Not an Option

copyright © 2007 by Robert L. Blau

Long ago and far away, there was a goose that laid fabulous, 24-karat golden eggs. Hearing of this, the king in the kingdom next door realized that it was his duty to liberate that poor, oppressed goose from its evil, goose-hating overlords.

A war ensued. Not all of the king's subjects were eager to fight and die for goose liberation, and some people even suggested that the king's motives were not entirely altruistic, but they were all ignored. Anyway, the king had a viceroy whose job it was to call everyone who disagreed with the king a traitor, and that helped to shut people up. He also had an officious little twit of a lacky called Lord Puffery, who parroted and rationalized everything he said.

So the war went off on schedule, and the goose was accordingly liberated, purloined, or otherwise procured, depending on your point of view.

"Hey, I bet all you critic-guys feel pretty stupid now, huh?" crowed the king. "You said I couldn't liberate this goose, and here it is."

"Yeah, pretty stupid!" echoed Lord Puffery.

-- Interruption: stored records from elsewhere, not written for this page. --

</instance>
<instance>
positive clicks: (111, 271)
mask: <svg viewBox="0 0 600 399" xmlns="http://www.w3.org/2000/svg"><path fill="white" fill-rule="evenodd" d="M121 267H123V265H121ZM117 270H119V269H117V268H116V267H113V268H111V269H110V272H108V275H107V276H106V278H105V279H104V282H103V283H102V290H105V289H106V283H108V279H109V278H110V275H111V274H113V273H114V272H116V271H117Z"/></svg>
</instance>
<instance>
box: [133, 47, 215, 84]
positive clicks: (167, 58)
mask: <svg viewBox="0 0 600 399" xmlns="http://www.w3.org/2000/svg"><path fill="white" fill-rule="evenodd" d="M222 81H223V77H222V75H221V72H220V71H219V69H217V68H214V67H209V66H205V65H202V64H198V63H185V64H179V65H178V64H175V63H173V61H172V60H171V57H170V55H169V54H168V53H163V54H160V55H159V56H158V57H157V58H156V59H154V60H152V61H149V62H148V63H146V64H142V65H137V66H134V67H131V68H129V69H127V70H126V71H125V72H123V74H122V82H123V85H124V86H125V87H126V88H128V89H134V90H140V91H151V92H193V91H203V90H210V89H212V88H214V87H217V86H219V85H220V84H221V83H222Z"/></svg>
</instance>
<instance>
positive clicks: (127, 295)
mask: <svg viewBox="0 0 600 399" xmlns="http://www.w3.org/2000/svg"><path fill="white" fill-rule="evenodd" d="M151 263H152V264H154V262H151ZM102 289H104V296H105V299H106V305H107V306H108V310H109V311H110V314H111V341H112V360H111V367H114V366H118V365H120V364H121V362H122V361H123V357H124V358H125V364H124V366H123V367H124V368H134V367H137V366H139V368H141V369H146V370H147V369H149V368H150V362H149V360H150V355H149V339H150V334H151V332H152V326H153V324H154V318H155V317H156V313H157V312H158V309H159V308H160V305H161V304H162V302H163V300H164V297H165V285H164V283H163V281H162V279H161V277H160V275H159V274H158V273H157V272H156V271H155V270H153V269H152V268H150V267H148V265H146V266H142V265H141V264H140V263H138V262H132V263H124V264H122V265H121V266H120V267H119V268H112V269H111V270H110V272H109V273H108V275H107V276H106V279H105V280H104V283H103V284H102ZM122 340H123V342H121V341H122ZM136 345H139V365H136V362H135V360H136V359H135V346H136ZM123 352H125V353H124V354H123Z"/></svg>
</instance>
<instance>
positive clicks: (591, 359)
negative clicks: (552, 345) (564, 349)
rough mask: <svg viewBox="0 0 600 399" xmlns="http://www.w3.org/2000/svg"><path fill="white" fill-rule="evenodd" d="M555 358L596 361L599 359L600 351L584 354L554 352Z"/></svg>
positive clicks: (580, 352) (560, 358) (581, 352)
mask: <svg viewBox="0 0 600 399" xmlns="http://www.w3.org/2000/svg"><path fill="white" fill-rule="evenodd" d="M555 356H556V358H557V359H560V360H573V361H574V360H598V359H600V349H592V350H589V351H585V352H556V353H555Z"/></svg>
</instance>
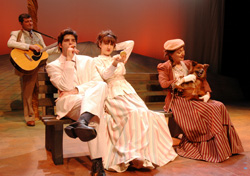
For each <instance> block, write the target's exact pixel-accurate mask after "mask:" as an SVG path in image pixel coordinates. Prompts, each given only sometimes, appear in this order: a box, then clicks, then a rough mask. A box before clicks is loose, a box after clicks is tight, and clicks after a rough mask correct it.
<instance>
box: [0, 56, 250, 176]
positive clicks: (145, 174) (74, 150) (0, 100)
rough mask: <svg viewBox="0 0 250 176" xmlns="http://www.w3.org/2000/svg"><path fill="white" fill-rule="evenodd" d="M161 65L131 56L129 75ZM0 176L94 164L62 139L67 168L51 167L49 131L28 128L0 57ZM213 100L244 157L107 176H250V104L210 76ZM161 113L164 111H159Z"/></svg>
mask: <svg viewBox="0 0 250 176" xmlns="http://www.w3.org/2000/svg"><path fill="white" fill-rule="evenodd" d="M160 62H162V61H159V60H155V59H153V58H149V57H145V56H141V55H138V54H135V53H133V54H132V55H131V57H130V60H129V62H128V63H127V72H128V73H141V72H143V73H156V72H157V71H156V66H157V64H158V63H160ZM0 69H1V72H0V139H1V140H0V175H1V176H15V175H19V176H43V175H46V176H52V175H53V176H55V175H56V176H70V175H76V176H78V175H79V176H82V175H84V176H85V175H89V174H90V169H91V161H90V158H89V152H88V147H87V144H86V143H83V142H81V141H80V140H79V139H72V138H69V137H67V136H66V135H64V138H63V140H64V141H63V143H64V144H63V146H64V165H57V166H55V165H54V164H53V161H52V158H51V154H50V152H47V151H46V150H45V143H44V141H45V126H44V125H43V123H42V122H41V121H36V126H35V127H27V126H26V125H25V122H24V117H23V111H22V104H21V94H20V93H21V89H20V82H19V77H18V76H15V75H14V70H13V66H12V65H11V63H10V62H9V55H2V56H0ZM208 81H209V83H210V85H211V87H212V90H213V98H214V99H217V100H221V101H223V102H224V103H225V104H226V107H227V109H228V111H229V114H230V116H231V120H232V122H233V124H234V126H235V128H236V131H237V132H238V134H239V136H240V139H241V140H242V143H243V147H244V149H245V152H244V153H242V154H239V155H235V156H232V157H230V158H229V159H228V160H226V161H224V162H223V163H208V162H204V161H197V160H191V159H187V158H182V157H179V156H178V157H177V158H176V159H175V160H174V161H173V162H170V163H168V164H167V165H165V166H163V167H159V168H157V169H154V170H134V169H129V170H128V171H126V172H124V173H115V172H108V171H107V172H106V174H107V176H123V175H124V176H130V175H131V176H132V175H133V176H134V175H138V176H144V175H151V176H153V175H154V176H163V175H164V176H165V175H169V176H176V175H178V176H186V175H195V176H196V175H200V176H208V175H211V176H214V175H223V176H224V175H228V176H229V175H230V176H236V175H239V176H244V175H246V176H247V175H250V140H249V134H250V103H249V102H246V101H243V100H242V99H243V95H242V93H241V90H240V87H239V85H238V82H237V80H235V79H233V78H229V77H224V76H221V75H215V74H212V73H209V74H208ZM159 108H161V107H159Z"/></svg>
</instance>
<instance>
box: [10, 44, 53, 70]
mask: <svg viewBox="0 0 250 176" xmlns="http://www.w3.org/2000/svg"><path fill="white" fill-rule="evenodd" d="M36 45H37V46H39V47H40V48H41V51H40V52H36V51H32V50H28V51H25V50H21V49H17V48H15V49H13V50H12V51H11V53H10V61H11V63H12V65H13V66H14V67H15V68H16V69H17V70H18V71H20V72H21V73H23V74H32V72H33V71H34V70H35V69H36V68H37V67H38V66H40V65H43V64H45V63H46V60H47V59H48V53H47V52H46V50H48V49H50V48H53V47H55V46H56V45H57V42H56V43H53V44H51V45H49V46H48V47H45V48H42V46H41V45H38V44H36Z"/></svg>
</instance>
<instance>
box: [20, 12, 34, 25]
mask: <svg viewBox="0 0 250 176" xmlns="http://www.w3.org/2000/svg"><path fill="white" fill-rule="evenodd" d="M24 18H31V16H30V15H29V14H27V13H22V14H21V15H19V17H18V21H19V22H21V23H22V22H23V19H24Z"/></svg>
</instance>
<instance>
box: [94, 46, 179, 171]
mask: <svg viewBox="0 0 250 176" xmlns="http://www.w3.org/2000/svg"><path fill="white" fill-rule="evenodd" d="M133 46H134V42H133V41H126V42H122V43H119V44H117V45H116V49H117V50H124V51H125V52H126V53H127V59H128V57H129V55H130V54H131V52H132V49H133ZM95 62H96V67H97V70H98V71H99V73H100V75H101V77H102V78H103V79H104V80H105V81H106V82H107V84H108V97H107V100H106V102H105V107H106V112H107V114H108V115H107V117H106V122H107V134H106V135H107V148H108V150H107V152H106V153H105V156H104V158H103V159H104V160H103V162H104V168H105V169H107V170H111V171H117V172H124V171H126V169H127V168H128V166H129V165H130V164H131V163H130V161H132V160H134V159H140V160H142V161H144V163H143V166H144V167H147V168H151V169H152V168H154V167H157V166H163V165H165V164H167V163H168V162H169V161H173V160H174V159H175V158H176V156H177V154H176V153H175V151H174V149H173V147H172V144H173V141H172V138H171V135H170V132H169V129H168V125H167V122H166V119H165V117H164V115H163V114H161V113H157V112H153V111H151V110H149V109H148V108H147V106H146V105H145V103H144V102H143V100H142V99H141V98H140V97H139V96H138V95H137V93H136V92H135V90H134V88H133V87H132V86H131V85H130V84H129V83H128V82H127V81H126V80H125V78H124V75H125V74H126V69H125V66H124V64H123V63H119V64H118V65H117V67H114V66H113V65H112V62H113V58H112V57H111V56H104V55H100V56H98V57H96V58H95Z"/></svg>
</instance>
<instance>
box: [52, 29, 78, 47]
mask: <svg viewBox="0 0 250 176" xmlns="http://www.w3.org/2000/svg"><path fill="white" fill-rule="evenodd" d="M65 35H73V36H74V37H75V40H76V42H77V38H78V35H77V33H76V31H74V30H72V29H71V28H67V29H64V30H62V31H61V32H60V34H59V35H58V38H57V42H58V44H59V43H60V44H62V42H63V39H64V36H65ZM60 50H61V51H62V48H60Z"/></svg>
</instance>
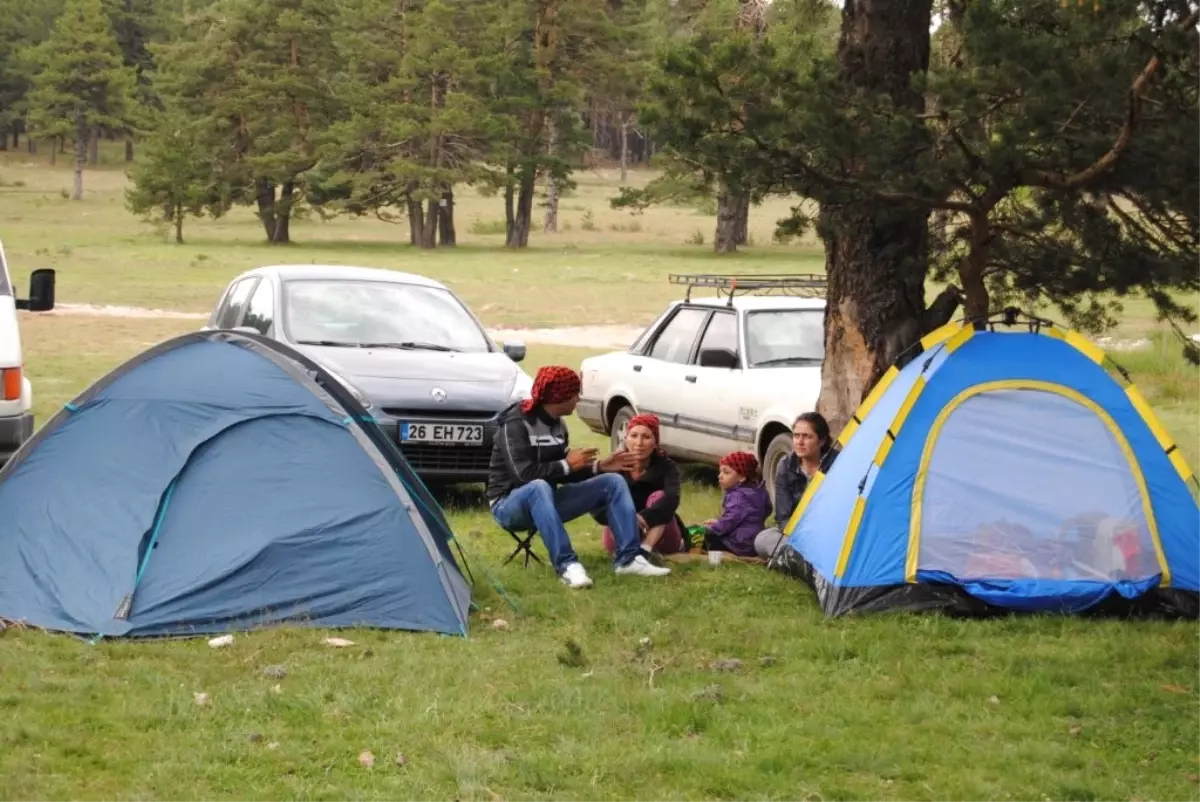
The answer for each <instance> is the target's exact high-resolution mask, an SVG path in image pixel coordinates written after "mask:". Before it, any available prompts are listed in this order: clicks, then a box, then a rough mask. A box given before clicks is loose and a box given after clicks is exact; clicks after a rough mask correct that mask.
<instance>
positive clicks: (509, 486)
mask: <svg viewBox="0 0 1200 802" xmlns="http://www.w3.org/2000/svg"><path fill="white" fill-rule="evenodd" d="M530 395H532V397H530V399H528V400H526V401H521V402H518V403H514V405H512V406H511V407H509V408H508V409H505V411H504V412H502V413H500V427H499V430H498V431H497V432H496V439H494V442H493V444H492V462H491V466H490V474H488V477H487V503H488V505H490V507H491V509H492V516H493V517H494V519H496V521H497V522H498V523H499V525H500V526H503V527H505V528H506V529H512V531H517V529H528V528H529V526H530V523H533V525H536V527H538V533H539V534H540V535H541V540H542V543H545V544H546V551H548V552H550V559H551V562H552V563H553V565H554V570H556V571H558V575H559V576H560V577H562V580H563V582H564V583H565V585H566V586H568V587H572V588H575V587H590V586H592V579H590V577H589V576H588V574H587V571H586V570H583V565H582V564H580V558H578V557H577V556H576V553H575V550H574V549H572V547H571V539H570V537H568V534H566V528H565V527H564V526H563V523H564V521H572V520H575V519H577V517H581V516H583V515H587V514H588V513H599V511H604V515H605V520H606V521H607V522H608V527H610V528H611V529H612V533H613V537H614V538H616V540H617V549H616V551H614V552H613V558H612V563H613V568H614V570H616V573H618V574H632V575H634V576H665V575H666V574H670V573H671V569H670V568H660V567H658V565H653V564H650V562H649V561H647V559H646V557H644V556H643V555H642V551H641V538H640V537H638V528H637V510H635V509H634V501H632V498H631V497H630V495H629V485H628V484H625V479H624V478H623V477H622V475H620V473H619V472H620V471H622V469H628V468H629V467H630V465H626V463H628V462H630V460H631V459H632V457H631V456H630V455H629V454H628V453H622V451H618V453H617V454H613V455H612V456H608V457H606V459H604V460H598V459H596V449H594V448H587V449H580V448H570V447H569V443H568V433H566V424H564V423H563V418H565V417H566V415H569V414H571V413H572V412H575V406H576V403H578V400H580V375H578V373H576V372H575V371H574V370H571V369H570V367H563V366H559V365H550V366H546V367H542V369H541V370H539V371H538V376H536V378H535V379H534V383H533V391H532V394H530Z"/></svg>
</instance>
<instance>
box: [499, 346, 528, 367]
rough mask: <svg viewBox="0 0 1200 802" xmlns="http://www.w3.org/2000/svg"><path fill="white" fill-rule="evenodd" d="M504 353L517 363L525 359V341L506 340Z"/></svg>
mask: <svg viewBox="0 0 1200 802" xmlns="http://www.w3.org/2000/svg"><path fill="white" fill-rule="evenodd" d="M504 354H505V355H506V357H508V358H509V359H511V360H512V361H515V363H518V361H521V360H522V359H524V354H526V347H524V343H523V342H505V343H504Z"/></svg>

"What we actually said," said the opposition, "was that invading another country in order to steal a goose was vicious, dastardly, illegal, and stupid thing to do."

"You're a bunch of traitors," said the viceroy.

"Yeah, traitors!" said Lord Puffery.

Having liberated the goose, for its own good, of course, the king was in a hurry to liberate its eggs, and he didn't see any point in waiting around for the daily lay. So he slaughtered the goose, also for its own good, and proceeded to look for the eggs. Not surprisingly, he found nothing but goose guts.

The king, who was not a person to be easily discouraged, called the Royal EMS and gave orders to resuscitate the goose.

"Yes, resuscitate!" said Lord Puffery.

"But it's stone dead, Sire," said the EMS Tech. "Before we resuscitate someone, or, as it may be, something, we have to have a little something to work with. Namely, life. Failing that, we recommend that the subject not have his (or its) throat and belly slit or have guts lying all over the floor."

"It is not dead," insisted the king. "It's resting."

"Resting!" repeated Lord Puffery.

"Ah, I see," said the EMS Tech. "All shagged out after a prolonged ... honk kind of thing. Is that it?"

"Precisely," said the king.

"Look, I'm not touching this," objected the EMS Tech. "The bird is dead, and I'm not taking the rap for it."

"You're a traitor," said the viceroy.

By that time, the people had gotten wind of the dead goose. Literally, since some hours had passed since the unfortunate fowl's demise. They began to gather in front of the palace.

"So you went and croaked the bird, eh?" shouted one critic.

"Stay the course!" bawled the king. "We are resuscitating the goose!"

"Resuscitating!" cried Lord Puffery.

"You're a traitor," added the viceroy dutifully.

"How're you going to resuscitate it?" replied the traitor. "It's dead, gone, and diced! You know what? We've had about enough of you! If you don't quit this nonsense, we're going to find us another king!"

"I admit that it's time for a new course on the goose," said the king placatingly.

"Oh, really?" called another traitor from the crowd. "That sounds promising. What's your new course?"

"I'm going to put twice as many men on goose resuscitation," said the king.

"Twice as many!" offered Lord Puffery.

"Goose failure will only embolden our enemies!" cried the king.

"Goose failure is not an option!" intoned Lord Puffery.

"Not an option?" asked the first traitor incredulously. "Well, of course, it's not an option. An option is something you can choose. The bloody goose is not only dead, but maggoty and rotting. You guys could have chosen not to fail by not stealing the goose. Maybe even later, by not killing the goose. Now, it's too late. Your failure is a real, palpable, stinking mess. The best you can do is bury the poor thing now."